Operating Agents in Production¶

This guide provides best practices for deploying Strands agents in production environments, focusing on security, stability, and performance optimization.

Production Configuration¶

When transitioning from development to production, it's essential to configure your agents for optimal performance, security, and reliability. The following sections outline key considerations and recommended settings.

Agent Initialization¶

For production deployments, initialize your agents with explicit configurations tailored to your production requirements rather than relying on defaults.

Model configuration¶

For example, passing in models with specific configuration properties:

agent_model = BedrockModel(
    model_id="us.amazon.nova-premier-v1:0",
    temperature=0.3,
    max_tokens=2000,
    top_p=0.8,
)

agent = Agent(model=agent_model)

See:

Tool Management¶

In production environments, it's critical to control which tools are available to your agent.
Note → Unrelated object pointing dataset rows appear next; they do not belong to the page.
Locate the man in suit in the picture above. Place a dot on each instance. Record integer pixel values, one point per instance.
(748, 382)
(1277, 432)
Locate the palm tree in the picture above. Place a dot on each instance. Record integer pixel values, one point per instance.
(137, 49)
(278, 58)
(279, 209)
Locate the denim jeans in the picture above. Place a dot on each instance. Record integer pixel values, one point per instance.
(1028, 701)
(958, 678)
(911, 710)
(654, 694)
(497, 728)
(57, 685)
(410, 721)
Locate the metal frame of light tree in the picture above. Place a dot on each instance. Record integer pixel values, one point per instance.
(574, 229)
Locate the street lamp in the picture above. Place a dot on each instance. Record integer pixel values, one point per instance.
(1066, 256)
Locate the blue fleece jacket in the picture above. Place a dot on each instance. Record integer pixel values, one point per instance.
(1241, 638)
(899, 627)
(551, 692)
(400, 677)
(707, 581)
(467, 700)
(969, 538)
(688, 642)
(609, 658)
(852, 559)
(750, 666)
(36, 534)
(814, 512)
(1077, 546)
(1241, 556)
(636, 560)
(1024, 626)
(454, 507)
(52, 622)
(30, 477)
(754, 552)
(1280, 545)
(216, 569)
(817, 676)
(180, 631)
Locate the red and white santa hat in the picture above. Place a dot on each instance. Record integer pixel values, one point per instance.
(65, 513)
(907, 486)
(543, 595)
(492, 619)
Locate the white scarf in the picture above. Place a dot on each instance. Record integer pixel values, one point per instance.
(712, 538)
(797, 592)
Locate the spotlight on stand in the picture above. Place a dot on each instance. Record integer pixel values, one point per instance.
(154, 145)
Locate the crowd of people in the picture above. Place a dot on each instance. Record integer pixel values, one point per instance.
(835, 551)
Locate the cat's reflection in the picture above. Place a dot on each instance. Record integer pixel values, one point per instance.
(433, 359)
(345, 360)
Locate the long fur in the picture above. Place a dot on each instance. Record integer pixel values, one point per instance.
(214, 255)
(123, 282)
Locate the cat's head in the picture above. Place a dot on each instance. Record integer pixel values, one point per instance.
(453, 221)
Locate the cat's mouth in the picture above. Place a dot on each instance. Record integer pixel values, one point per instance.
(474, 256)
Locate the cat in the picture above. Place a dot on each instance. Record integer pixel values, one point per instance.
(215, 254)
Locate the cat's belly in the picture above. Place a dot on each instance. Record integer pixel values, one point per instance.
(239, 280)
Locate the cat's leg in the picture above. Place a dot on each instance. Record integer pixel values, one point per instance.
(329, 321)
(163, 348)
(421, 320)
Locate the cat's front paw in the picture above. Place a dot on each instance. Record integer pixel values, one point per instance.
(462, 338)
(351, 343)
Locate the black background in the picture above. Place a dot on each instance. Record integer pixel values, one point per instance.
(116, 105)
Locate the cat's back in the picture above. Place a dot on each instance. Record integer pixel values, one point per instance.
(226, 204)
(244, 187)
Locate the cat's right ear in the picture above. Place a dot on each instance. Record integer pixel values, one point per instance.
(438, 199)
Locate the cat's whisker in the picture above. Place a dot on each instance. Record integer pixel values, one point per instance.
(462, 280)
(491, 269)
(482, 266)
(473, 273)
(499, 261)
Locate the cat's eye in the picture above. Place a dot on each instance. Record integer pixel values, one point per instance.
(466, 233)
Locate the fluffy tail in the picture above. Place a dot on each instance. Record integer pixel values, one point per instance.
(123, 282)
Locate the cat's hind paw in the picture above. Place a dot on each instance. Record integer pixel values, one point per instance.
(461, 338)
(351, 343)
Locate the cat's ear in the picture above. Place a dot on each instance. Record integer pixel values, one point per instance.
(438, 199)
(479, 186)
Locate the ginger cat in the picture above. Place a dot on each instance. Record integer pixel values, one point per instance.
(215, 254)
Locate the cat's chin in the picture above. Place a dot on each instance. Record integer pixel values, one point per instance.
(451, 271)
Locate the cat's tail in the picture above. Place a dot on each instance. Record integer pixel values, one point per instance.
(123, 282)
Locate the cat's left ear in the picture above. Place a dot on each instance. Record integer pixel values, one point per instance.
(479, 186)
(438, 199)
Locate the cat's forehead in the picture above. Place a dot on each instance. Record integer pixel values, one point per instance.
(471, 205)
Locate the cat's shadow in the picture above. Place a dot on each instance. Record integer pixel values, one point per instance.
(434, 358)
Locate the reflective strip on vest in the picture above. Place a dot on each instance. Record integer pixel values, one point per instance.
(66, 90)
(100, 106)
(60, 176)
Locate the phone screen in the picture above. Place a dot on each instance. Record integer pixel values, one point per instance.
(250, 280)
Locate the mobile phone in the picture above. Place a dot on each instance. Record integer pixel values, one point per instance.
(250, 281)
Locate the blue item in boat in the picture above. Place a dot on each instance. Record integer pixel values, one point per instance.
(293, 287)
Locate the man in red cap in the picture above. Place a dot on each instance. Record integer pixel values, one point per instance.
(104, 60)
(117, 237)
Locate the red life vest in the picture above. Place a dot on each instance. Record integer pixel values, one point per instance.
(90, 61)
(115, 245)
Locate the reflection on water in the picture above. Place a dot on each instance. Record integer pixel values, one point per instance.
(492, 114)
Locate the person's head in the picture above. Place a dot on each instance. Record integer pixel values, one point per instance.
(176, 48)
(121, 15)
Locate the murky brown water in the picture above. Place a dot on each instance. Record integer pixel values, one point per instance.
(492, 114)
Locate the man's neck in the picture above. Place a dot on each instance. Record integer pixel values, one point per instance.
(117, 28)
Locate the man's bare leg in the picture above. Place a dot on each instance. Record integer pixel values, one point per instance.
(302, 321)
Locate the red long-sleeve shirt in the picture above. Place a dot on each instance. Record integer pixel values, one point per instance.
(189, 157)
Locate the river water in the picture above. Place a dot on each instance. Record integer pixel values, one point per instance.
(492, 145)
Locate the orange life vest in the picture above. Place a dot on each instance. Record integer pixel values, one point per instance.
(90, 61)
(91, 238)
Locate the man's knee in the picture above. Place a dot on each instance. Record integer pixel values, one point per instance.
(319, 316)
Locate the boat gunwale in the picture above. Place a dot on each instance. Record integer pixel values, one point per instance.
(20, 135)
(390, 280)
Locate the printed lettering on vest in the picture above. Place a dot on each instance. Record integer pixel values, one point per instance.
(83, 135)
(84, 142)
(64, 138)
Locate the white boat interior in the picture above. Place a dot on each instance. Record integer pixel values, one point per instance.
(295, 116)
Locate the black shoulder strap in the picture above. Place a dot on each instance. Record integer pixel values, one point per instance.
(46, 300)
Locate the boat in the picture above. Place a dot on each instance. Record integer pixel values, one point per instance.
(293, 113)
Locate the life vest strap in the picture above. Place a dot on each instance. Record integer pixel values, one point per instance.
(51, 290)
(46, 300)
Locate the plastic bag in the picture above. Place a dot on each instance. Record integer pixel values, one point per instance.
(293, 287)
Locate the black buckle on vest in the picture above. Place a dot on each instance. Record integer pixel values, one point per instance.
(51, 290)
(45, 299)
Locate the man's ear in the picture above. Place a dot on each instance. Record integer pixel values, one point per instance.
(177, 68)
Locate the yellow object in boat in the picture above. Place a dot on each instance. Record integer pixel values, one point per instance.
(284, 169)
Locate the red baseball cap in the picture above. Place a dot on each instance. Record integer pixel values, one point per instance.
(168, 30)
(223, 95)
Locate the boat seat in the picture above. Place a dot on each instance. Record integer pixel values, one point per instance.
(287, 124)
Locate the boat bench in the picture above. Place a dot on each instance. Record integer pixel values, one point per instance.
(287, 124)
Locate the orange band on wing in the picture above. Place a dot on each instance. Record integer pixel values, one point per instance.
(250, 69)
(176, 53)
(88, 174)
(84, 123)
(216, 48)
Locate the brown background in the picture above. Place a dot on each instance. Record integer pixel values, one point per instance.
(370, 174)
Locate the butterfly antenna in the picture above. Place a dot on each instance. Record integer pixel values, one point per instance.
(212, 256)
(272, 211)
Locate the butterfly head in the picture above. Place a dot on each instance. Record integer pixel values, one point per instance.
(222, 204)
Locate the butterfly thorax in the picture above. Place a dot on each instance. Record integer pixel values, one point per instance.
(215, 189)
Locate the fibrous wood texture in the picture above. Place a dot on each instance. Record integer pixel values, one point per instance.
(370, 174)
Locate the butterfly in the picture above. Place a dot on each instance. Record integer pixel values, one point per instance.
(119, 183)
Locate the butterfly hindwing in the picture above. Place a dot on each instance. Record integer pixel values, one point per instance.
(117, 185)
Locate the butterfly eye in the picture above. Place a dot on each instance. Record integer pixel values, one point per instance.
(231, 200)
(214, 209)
You should:

Explicitly Specify Tools: Always provide an explicit list of tools rather than loading all available tools
Disable Automatic Tool Loading: For stability in production, disable automatic loading and reloading of tools
Audit Tool Usage: Regularly review which tools are being used and remove any that aren't necessary for your use case

agent = Agent(
    ...,
    # Explicitly specify tools
    tools=[weather_research, weather_analysis, summarizer],
    # Disable automatic tool loading in production
    load_tools_from_directory=False,
)

See Adding Tools to Agents and Auto reloading tools for more information.

Security Considerations¶

For production environments:

Tool Permissions: Review and restrict the permissions of each tool to follow the principle of least privilege
Input Validation: Always validate user inputs before passing to Strands Agents
Output Sanitization: Sanitize outputs for sensitive information. Consider leveraging guardrails as an automated mechanism.

Performance Optimization¶

Conversation Management¶

Optimize memory usage and context window management in production:

from strands import Agent
from strands.agent.conversation_manager import SlidingWindowConversationManager

# Configure conversation management for production
conversation_manager = SlidingWindowConversationManager(
    window_size=10,  # Limit history size
)

agent = Agent(
    ...,
    conversation_manager=conversation_manager
)

The SlidingWindowConversationManager helps prevent context window overflow exceptions by maintaining a reasonable conversation history size.

Streaming for Responsiveness¶

For improved user experience in production applications, leverage streaming via stream_async() to deliver content to the caller as it's received, resulting in a lower-latency experience:

# For web applications
async def stream_agent_response(prompt):
    agent = Agent(...)

    ...

    async for event in agent.stream_async(prompt):
        if "data" in event:
            yield event["data"]

See Async Iterators for more information.

Parallelism Settings¶

Control parallelism for optimal resource utilization:

# Limit parallel tool execution based on your infrastructure capacity
agent = Agent(
    max_parallel_tools=4  # Adjust based on available resources
)

Error Handling¶

Implement robust error handling in production:

try:
    result = agent("Execute this task")
except Exception as e:
    # Log the error
    logger.error(f"Agent error: {str(e)}")
    # Implement appropriate fallback
    handle_agent_error(e)

Deployment Patterns¶

Strands agents can be deployed using various options from serverless to dedicated server machines.

Built-in guides are available for several AWS services:

AWS Lambda - Serverless option for short-lived agent interactions and batch processing with minimal infrastructure management. Learn more
AWS Fargate - Containerized deployment with streaming support, ideal for interactive applications requiring real-time responses or high concurrency. Learn more
Amazon EKS - Containerized deployment with streaming support, ideal for interactive applications requiring real-time responses or high concurrency. Learn more
Amazon EC2 - Maximum control and flexibility for high-volume applications or specialized infrastructure requirements. Learn more

Monitoring and Observability¶

For production deployments, implement comprehensive monitoring:

Tool Execution Metrics: Monitor execution time and error rates for each tool
Token Usage: Track token consumption for cost optimization
Response Times: Monitor end-to-end response times
Error Rates: Track and alert on agent errors

Consider integrating with AWS CloudWatch for metrics collection and alerting.

See Observability for more information.

Summary¶

Operating Strands agents in production requires careful consideration of configuration, security, and performance optimization. By following the best practices outlined in this guide you can ensure your agents operate reliably and efficiently at scale. Choose the deployment pattern that best suits your application requirements, and implement appropriate error handling and observability measures to maintain operational excellence in your production environment.